Looks like some things did get cooked. Maybe the warm weather hasn't helped either for this shipment. Never had these issues in the past 2 shipments with him.


----------



## Momobobo

It would appear the same rules apply to him as before...LPS fine, SPS no, and Zoas a toss up.

My Blue Eye Blondie came fine, though it took awhile to setle in. From this shipment my octospawn is alright, SPS died in the bag though. Broken off of the fragplug, and the little bit on the frag was hanging on until last night :\


----------



## Nicole

It's a shame this shipment didn't work out well for you guys. This time was really a screw up but I will still vouch for Fragalot based on my experience. If you have seen my tank, 3/4 of all the packed corals in there are from Fragalot.


----------



## scott tang

i see a few spots on a few of my zoas


----------



## Dempsey

I ordered a dendro from Fragalot about five weeks ago I'd say, and it is doing great. The heads were out when it was still in the bag. My superman monti from the same order is doing ok but I think still working on getting its full colors.



msjboy said:


> Think my dendro is a goner too.... no heads coming out. I have PMed Nicole for a possible credit. Anyone with a live one in this order. BTW, how was past orders with the dendros?
> 
> msjboy


----------



## Tn23

Fragalot has stepped up and has offered to replace the corals which were DOA and replace the mixed up corals with an additional frag.
He will be sending the few of us with DOA's or mixed up corals with some replacements sometime next week perhaps. If anyone would like they could take this chance to grab something or use the free shipping please let Nicole or myself know.


my experience has been good for fragalot so far, hes always provided excellent customer service. I did however have 2 DOA during this shipment, which he'll be replacing.
Will post some pictures later when I get home.


----------



## msjboy

My dendro is a goner as no heads ever out.... think my single head of duncan also is no good as its head did come out once but since , looks like the dendro with no life. I know they usually have their heads out. Do we post our pictures or just inform Nicole ( she will inform Burc). Did everyone who got the dendros this shippment loose it as well? Wonder why; was it the heat packs as this past week, weather was warmer than usual.


----------



## scott tang

mine liiks like it came hlaf way out and died and is stuck


----------



## Nicole

Your duncan will be replaced since Burc was notified within 24hrs. The box is already shipped out I believe. You can try asking Burc if you want a replacement for your duncan. My duncan is alive and healthy. It hasn't retracted since.



msjboy said:


> My dendro is a goner as no heads ever out.... think my single head of duncan also is no good as its head did come out once but since , looks like the dendro with no life. I know they usually have their heads out. Do we post our pictures or just inform Nicole ( she will inform Burc). Did everyone who got the dendros this shippment loose it as well? Wonder why; was it the heat packs as this past week, weather was warmer than usual.


----------



## Aquapin

Nicole said:


> Your duncan will be replaced since Burc was notified within 24hrs. The box is already shipped out I believe.

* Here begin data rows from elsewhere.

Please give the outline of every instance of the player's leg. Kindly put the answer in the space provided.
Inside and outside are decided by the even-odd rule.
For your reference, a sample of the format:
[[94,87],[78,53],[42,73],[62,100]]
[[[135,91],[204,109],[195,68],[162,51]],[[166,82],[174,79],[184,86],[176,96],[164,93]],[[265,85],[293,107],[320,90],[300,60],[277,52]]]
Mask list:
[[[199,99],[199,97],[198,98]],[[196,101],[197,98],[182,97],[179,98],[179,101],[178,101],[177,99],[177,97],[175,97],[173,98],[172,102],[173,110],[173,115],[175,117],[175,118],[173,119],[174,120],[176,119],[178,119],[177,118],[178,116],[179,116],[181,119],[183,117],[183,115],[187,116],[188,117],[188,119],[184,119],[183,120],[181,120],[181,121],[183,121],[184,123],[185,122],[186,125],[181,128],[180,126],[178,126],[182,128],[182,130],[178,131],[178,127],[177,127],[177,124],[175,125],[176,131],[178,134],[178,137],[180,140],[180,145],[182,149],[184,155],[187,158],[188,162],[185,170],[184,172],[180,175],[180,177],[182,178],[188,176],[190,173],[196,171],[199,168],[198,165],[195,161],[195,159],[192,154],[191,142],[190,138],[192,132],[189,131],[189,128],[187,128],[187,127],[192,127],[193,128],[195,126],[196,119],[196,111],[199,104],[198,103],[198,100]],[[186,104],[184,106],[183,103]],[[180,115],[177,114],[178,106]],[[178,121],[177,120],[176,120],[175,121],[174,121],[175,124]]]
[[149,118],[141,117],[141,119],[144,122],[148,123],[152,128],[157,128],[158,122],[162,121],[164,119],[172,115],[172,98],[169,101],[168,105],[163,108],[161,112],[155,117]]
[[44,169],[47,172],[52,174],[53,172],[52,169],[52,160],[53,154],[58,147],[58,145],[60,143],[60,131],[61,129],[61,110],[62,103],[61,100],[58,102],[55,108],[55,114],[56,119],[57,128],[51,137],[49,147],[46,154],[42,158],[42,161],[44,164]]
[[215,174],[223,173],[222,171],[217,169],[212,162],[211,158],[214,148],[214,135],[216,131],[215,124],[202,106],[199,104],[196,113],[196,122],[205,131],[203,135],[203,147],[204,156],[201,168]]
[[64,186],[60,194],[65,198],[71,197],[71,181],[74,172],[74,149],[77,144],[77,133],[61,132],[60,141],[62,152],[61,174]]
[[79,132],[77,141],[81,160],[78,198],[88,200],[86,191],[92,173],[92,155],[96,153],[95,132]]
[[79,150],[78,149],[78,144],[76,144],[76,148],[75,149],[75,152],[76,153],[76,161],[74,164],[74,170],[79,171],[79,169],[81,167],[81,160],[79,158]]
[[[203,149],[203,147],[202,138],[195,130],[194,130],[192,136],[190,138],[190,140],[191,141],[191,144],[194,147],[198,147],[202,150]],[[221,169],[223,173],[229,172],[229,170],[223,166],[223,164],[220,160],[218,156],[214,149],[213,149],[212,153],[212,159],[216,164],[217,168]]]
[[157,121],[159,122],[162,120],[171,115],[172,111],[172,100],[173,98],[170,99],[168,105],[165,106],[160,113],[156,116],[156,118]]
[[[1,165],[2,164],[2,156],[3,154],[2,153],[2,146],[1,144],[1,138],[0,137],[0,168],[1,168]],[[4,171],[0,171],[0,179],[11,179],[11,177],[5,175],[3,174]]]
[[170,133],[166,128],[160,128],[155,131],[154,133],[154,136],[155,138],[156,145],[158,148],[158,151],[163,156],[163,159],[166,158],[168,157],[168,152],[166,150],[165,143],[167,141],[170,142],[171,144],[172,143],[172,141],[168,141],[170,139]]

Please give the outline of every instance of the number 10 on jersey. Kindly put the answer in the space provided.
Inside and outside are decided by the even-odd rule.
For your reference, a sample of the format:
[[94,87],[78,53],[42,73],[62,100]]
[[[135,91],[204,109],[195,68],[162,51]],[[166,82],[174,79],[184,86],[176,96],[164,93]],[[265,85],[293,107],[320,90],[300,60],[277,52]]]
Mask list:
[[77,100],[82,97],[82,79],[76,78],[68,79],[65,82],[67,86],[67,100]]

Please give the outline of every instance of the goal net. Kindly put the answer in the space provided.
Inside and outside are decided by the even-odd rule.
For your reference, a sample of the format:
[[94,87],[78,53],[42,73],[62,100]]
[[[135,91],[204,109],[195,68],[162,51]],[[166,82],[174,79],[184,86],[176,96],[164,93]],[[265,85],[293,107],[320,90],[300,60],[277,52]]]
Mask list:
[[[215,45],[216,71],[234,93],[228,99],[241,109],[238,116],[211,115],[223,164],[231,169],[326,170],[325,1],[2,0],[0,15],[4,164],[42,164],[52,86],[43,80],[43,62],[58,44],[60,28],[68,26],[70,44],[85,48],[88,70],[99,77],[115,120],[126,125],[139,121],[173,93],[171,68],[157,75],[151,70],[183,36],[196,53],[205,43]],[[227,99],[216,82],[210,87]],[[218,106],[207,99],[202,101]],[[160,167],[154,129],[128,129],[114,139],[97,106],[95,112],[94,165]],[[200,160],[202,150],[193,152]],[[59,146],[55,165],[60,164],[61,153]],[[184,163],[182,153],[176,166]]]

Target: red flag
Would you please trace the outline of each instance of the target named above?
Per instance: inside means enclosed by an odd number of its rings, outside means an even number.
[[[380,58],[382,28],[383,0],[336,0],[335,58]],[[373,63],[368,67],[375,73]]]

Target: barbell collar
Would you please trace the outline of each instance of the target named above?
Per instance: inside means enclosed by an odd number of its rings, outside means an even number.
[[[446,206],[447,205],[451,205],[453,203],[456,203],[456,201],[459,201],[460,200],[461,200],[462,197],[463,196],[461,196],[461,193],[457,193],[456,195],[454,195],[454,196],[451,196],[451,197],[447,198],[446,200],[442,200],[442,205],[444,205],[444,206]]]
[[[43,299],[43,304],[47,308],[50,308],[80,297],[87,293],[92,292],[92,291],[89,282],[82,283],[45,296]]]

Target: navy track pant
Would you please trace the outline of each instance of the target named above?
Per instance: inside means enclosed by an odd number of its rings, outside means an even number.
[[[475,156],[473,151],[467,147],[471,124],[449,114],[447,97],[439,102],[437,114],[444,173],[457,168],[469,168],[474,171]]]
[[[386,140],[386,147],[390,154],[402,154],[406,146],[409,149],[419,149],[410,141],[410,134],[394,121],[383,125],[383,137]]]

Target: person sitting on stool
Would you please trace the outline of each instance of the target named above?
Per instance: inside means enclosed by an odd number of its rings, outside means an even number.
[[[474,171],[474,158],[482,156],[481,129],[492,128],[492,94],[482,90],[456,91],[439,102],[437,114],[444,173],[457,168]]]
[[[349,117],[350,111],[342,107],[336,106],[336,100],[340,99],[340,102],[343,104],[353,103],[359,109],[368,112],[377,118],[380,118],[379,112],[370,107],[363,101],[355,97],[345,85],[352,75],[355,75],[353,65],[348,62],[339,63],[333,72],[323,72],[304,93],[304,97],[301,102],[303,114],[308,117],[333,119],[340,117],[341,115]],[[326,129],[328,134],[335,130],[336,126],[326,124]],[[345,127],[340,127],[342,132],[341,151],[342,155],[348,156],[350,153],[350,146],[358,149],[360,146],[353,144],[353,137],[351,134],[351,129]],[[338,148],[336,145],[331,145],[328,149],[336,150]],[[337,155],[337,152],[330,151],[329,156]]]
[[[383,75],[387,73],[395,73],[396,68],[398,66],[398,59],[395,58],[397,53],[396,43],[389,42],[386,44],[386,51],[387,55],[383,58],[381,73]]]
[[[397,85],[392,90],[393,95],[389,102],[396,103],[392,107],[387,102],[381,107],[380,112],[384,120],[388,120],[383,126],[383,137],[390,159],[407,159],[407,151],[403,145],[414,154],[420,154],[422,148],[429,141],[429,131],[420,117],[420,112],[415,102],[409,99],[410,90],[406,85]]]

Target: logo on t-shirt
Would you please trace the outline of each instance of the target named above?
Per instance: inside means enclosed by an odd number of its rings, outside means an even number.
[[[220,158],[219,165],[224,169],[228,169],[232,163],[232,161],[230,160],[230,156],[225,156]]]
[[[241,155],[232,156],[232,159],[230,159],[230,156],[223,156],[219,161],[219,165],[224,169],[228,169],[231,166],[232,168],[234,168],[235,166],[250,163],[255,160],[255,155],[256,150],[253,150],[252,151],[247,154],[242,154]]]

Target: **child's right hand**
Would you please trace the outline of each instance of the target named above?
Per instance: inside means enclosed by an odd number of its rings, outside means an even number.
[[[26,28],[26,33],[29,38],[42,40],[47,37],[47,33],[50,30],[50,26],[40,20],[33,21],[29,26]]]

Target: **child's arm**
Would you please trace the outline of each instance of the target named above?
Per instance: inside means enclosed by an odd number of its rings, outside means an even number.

Shipped already ?!? Do we know what he is replacing and are we expected to come out to Burnaby today to pick it up?


----------



## Tn23

Tn23 said:


> Fragalot has stepped up and has offered to replace the corals which were DOA and replace the mixed up corals with an additional frag.
> He will be sending the few of us with DOA's or mixed up corals with some replacements sometime next week perhaps. If anyone would like they could take this chance to grab something or use the free shipping please let Nicole or myself know.
> 
> my experience has been good for fragalot so far, hes always provided excellent customer service. I did however have 2 DOA during this shipment, which he'll be replacing.
> Will post some pictures later when I get home.


hasn't been shipped yet, waiting to see which date is good for everyone and allowing some of the others who want to add something and use the free shipping to chime in as well.


----------



## Mega

Great! I have pm'd Nicole to help me add a frag.. Hmm... Maybe I should add a couple more betting this shipment should be good as the weather is cooling down a bit...


----------



## Tn23

Okay so it looks like its going to be shipped out Thursday and will be arriving Friday morning again.

Yeah you should definitely take the chance and grab a few pieces now, hes still offering that special GB deal with the free corals after a certain amount is spent.


----------



## Tn23

oh here are a few pictures I took after the day of arrival, they aren't all fully open however they are slowly coloring up and opening.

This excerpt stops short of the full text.